We had long taken care of things based on our skills and according to who had time. Through the years both of us had taken the lead to pick out our cars and houses and arrange financing. We both worked outside the home and shared the load of managing our household. We frequently tried to be the first to leave the house to take the older and less comfortable of our two cars. Mark had taken over the grocery shopping years earlier. When my parents began to need a lot of extra care, he expertly cleaned our house for several years, giving me the gift of time to tend to them. Neither of us could think of a single time we had not been able to make an agreeable decision. We had never made a move or career change that was not mutually beneficial. He had never asked me to submit and I had never felt it necessary to be led by him. We had made it our rule to treat each other like Christians and were well-served by that practice.

It was our habit to go out for coffee on Saturdays and for two or three years the topic of conversation for most of our Starbucks sessions was gender equality and inequality. Tears were shed, feelings were hurt, and sometimes we didn’t make a lot of progress. Our deep love and respect for each other and our determination to seek the best for each other carried us through this difficult time.

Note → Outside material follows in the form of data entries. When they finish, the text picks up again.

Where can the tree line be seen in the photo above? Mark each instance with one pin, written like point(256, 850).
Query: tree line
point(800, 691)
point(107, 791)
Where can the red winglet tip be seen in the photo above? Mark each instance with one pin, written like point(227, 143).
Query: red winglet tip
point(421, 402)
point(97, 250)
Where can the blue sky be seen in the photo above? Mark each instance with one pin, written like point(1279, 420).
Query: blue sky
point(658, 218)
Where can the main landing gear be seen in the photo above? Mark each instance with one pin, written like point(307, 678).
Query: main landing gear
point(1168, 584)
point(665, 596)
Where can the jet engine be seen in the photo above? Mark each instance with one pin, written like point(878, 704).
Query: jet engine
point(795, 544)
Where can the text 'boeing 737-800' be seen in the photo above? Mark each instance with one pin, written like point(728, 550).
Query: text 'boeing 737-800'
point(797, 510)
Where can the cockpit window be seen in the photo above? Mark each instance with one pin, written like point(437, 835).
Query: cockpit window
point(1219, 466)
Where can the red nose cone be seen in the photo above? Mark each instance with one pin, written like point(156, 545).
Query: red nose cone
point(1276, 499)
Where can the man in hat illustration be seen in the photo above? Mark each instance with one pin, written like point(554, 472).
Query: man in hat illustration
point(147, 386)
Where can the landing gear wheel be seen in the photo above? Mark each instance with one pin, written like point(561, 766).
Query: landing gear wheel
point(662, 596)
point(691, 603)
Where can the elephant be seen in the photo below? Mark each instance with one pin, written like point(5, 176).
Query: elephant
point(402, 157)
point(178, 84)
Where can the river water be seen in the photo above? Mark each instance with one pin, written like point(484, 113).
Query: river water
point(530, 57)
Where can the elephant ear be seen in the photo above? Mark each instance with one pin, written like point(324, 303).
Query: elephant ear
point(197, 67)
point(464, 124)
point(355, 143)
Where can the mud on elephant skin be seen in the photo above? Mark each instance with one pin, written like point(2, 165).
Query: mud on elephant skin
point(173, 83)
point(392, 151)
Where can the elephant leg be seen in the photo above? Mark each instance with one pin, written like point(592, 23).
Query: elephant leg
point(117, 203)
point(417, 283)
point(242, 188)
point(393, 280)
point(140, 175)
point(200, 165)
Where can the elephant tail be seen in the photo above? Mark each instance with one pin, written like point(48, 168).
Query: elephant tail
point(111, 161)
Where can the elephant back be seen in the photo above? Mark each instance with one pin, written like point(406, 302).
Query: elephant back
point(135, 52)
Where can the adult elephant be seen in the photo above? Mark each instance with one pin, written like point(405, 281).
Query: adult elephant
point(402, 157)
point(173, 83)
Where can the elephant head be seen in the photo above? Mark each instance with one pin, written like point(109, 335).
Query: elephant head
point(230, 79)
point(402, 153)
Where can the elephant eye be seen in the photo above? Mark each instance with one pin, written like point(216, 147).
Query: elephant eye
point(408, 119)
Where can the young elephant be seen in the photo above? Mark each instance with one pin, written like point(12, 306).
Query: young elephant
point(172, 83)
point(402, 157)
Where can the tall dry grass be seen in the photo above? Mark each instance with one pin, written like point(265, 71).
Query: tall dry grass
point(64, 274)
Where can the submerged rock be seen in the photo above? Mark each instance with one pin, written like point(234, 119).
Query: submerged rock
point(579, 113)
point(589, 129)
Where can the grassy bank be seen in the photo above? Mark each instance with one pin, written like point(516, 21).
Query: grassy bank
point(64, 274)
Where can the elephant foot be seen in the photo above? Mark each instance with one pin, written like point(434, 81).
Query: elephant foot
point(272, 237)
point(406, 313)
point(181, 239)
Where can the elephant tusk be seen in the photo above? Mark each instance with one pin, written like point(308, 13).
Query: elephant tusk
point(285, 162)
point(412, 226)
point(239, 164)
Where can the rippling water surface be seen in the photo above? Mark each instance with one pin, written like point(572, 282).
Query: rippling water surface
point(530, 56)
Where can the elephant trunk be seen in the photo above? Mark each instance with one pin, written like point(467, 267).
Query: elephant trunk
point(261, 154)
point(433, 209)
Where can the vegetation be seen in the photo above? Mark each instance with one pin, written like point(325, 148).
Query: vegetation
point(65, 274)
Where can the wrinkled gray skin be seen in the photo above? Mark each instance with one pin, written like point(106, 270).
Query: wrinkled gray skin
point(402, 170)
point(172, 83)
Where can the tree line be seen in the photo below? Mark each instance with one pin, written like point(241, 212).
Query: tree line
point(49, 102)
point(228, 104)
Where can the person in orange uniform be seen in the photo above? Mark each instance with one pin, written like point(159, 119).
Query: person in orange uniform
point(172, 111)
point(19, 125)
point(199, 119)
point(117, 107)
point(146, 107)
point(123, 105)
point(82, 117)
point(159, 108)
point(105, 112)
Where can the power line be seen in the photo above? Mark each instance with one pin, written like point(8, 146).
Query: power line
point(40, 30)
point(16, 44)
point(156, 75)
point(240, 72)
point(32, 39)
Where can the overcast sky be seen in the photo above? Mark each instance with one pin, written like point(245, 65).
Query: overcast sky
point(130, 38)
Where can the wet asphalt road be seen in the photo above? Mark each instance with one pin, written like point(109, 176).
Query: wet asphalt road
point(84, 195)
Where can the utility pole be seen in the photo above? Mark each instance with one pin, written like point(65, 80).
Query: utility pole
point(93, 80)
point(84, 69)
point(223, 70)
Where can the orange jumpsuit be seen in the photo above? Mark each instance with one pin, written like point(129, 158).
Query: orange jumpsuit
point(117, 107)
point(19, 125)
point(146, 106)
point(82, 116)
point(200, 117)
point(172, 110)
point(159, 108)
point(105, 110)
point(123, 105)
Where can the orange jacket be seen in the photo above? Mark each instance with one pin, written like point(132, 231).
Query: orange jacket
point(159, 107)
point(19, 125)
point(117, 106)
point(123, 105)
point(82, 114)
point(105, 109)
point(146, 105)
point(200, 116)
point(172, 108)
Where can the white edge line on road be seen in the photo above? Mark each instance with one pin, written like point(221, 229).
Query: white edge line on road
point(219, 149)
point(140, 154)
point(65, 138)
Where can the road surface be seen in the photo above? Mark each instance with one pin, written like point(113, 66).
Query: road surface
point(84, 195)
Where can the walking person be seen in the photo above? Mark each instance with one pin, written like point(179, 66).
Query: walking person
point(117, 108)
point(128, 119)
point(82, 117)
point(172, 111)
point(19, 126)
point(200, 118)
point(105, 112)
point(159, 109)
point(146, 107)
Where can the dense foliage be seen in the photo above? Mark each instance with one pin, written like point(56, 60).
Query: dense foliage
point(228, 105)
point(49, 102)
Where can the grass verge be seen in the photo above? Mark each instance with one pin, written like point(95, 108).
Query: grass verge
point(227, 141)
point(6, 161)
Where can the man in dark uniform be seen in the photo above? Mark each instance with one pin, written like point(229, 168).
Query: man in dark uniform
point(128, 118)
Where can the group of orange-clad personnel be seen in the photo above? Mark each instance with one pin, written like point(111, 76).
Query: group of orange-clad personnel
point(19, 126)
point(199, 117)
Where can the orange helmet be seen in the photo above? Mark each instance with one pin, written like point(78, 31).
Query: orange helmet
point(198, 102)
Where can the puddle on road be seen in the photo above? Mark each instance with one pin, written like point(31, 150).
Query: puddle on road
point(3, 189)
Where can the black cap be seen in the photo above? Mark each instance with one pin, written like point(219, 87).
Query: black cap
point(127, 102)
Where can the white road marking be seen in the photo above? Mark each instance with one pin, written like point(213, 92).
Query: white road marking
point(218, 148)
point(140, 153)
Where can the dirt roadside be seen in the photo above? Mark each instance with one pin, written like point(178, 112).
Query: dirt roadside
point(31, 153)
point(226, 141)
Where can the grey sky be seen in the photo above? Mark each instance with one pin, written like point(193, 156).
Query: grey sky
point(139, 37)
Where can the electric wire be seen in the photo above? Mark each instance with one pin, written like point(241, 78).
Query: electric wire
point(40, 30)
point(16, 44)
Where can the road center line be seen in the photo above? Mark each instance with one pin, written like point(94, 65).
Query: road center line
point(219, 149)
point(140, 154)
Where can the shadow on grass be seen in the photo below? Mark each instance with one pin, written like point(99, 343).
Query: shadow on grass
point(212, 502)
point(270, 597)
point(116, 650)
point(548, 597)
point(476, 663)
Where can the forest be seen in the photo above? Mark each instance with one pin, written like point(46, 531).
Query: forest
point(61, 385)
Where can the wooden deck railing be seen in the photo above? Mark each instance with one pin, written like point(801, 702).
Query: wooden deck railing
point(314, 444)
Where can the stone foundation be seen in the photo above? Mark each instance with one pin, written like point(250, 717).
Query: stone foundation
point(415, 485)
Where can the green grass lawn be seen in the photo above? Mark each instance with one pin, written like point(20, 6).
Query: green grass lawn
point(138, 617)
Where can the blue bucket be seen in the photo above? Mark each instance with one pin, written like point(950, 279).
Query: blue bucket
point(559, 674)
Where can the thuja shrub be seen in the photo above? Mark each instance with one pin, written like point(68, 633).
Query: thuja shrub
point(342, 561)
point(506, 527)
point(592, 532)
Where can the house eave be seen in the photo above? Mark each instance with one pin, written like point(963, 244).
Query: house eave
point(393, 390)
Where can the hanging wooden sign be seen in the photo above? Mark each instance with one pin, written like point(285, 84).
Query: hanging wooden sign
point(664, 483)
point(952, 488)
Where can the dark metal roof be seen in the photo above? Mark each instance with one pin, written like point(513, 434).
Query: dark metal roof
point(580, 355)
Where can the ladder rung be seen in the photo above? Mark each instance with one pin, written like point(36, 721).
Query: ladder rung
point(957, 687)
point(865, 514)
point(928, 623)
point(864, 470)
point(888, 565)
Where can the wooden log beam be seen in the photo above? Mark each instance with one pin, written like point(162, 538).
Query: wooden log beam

When I was about done with my studies, Mark, by then a seminary professor, was working through key Scripture texts related to the issue. By the time he taught Pastoral Epistles, he had concluded that Paul’s instructions limiting the role of women in church leadership and the “household codes” in other epistles are not timeless principles but instructions specific to the time they were written and to their original audience. He did not try to read gender equality back into the text, but observed that male headship and wifely submission were normal practices within the patriarchal cultures of that time. The timeless principle had to do with Christian men and women acting in a way that did not bring shame on the gospel in the eyes of a watching world. Because patriarchy itself is not the timeless principle, male headship and wifely submission have no place in an egalitarian culture. Mark’s days of thinking he was a complementarian were over.

We had been practicing egalitarians all along; we just didn’t know it. The road to that realization was hard and rocky, but the journey was worth every difficult step of the way. It has made our marriage richer and happier. There are those who have paid for this belief with their careers and friendships. We are deeply grateful to them for making our way easier.

A couple of weeks ago we had a meeting with one of the pastors of the church we attend. We met at a coffee shop that has two doors at its entrance. Mark opened the first one for me and I walked through. Without thinking anything about it, I opened and held the second door for him. The pastor watched us come in and was laughing as she said, “How egalitarian of you.” Evidently our journey to egalitarianism has concluded; we celebrate with joy!